Proof by induction that $2^n - 1 > n^2$

Question

i want to prove that $\forall n\geq 5$ $$2^{n}-1 > n^{2}$$

so the basis is trivial, and in the induction step (n+1), i stuck. i get :

$(n+1)^{2} = n^{2} + 2n + 1 < (2^{n} -1)+ 2n+1 = 2^{n} + 2n $

what i need to do from here? tnx!

Answer 1

Hint: $2^{n+1}-1 = 2\cdot (2^n - 1)+1$

Answer 2

You need to reach $2^{n+1}-1$ at the end, which equals $2^n + 2^n - 1$, and you already have $2^n + 2n$. If only you knew that $2^n-1 > 2n$, your task would be over.
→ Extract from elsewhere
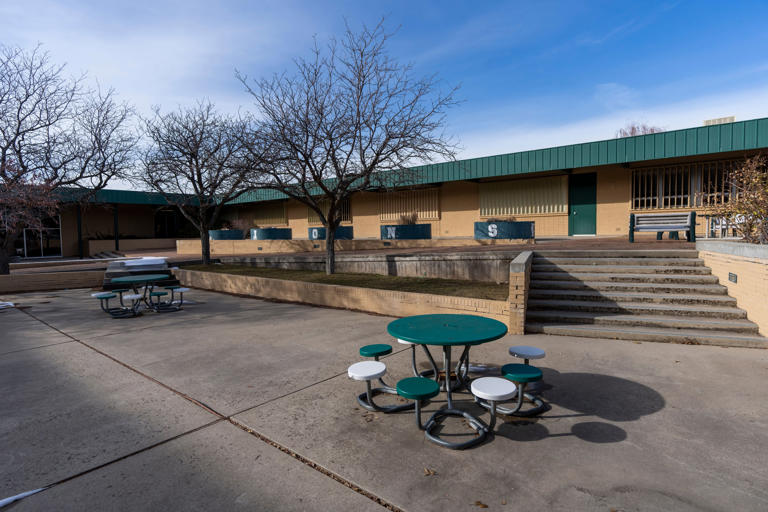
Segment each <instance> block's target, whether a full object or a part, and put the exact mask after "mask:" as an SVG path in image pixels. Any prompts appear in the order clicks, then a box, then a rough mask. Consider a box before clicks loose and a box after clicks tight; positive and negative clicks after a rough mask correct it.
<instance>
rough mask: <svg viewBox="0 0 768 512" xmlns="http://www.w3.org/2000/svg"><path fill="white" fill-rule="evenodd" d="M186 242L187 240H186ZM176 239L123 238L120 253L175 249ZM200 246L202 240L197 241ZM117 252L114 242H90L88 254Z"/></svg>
mask: <svg viewBox="0 0 768 512" xmlns="http://www.w3.org/2000/svg"><path fill="white" fill-rule="evenodd" d="M185 241H186V240H185ZM176 242H177V239H176V238H121V239H120V251H140V250H144V249H173V248H174V247H176ZM197 244H198V246H199V245H200V240H197ZM114 250H115V241H114V240H88V254H89V255H91V256H94V255H96V254H98V253H100V252H109V251H114Z"/></svg>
But you already know (induction hypothesis) that $2^n-1 > n^2$. Is this enough?

Answer 3

$$p(n): 2^n-1>n^2\\p(n+1):2^n-1>(n+1)^2\\ $$multiply p(n) by 2 $$2(2^n-1>n^2)\\2^{n+1}-2>2n^2\\2^{n+1}-1>2n^2+1\\$$ no try to prove $$2n^2+1>(n+1)^2 \\2n^2+1>n^2+2n+1\\n^2-2n >0\\n(n-2)>0\\$$it is correct because n>5

Answer 4

$2^n+2n<2^{n+1}-1$

To see this :

$2^{n+1}-1-2^n-2n=2^{n+1}-2^n-1-2n=2^n-1-2n>0$ for $n\geq 5$

Answer 5

for $k\geq2 ,2k^2+1>(k+1)^2$

$$2^{k+1}-1=2(2^k)-1=2(2^k-1)+1>2k^2+1>(k+1)^2$$

Answer 6

We have: $(n+1)^2 < 2^n+2n< 2^n + n^2 < 2^n + 2^n - 1 = 2\cdot 2^n - 1 = 2^{n+1} - 1$

Answer 7

You know that $2^n$ grows a lot quicker than $n^2$, so you can be quite generous. Since $n ≥ 5$,

$(n+1)^2 = n^2 + 2n + 1 < n^2 + 3n < n^2 + 5n ≤ 2n^2 ≤ 2 (2^n - 1) = 2^{n+1}-2 < 2^{n+1}-1$.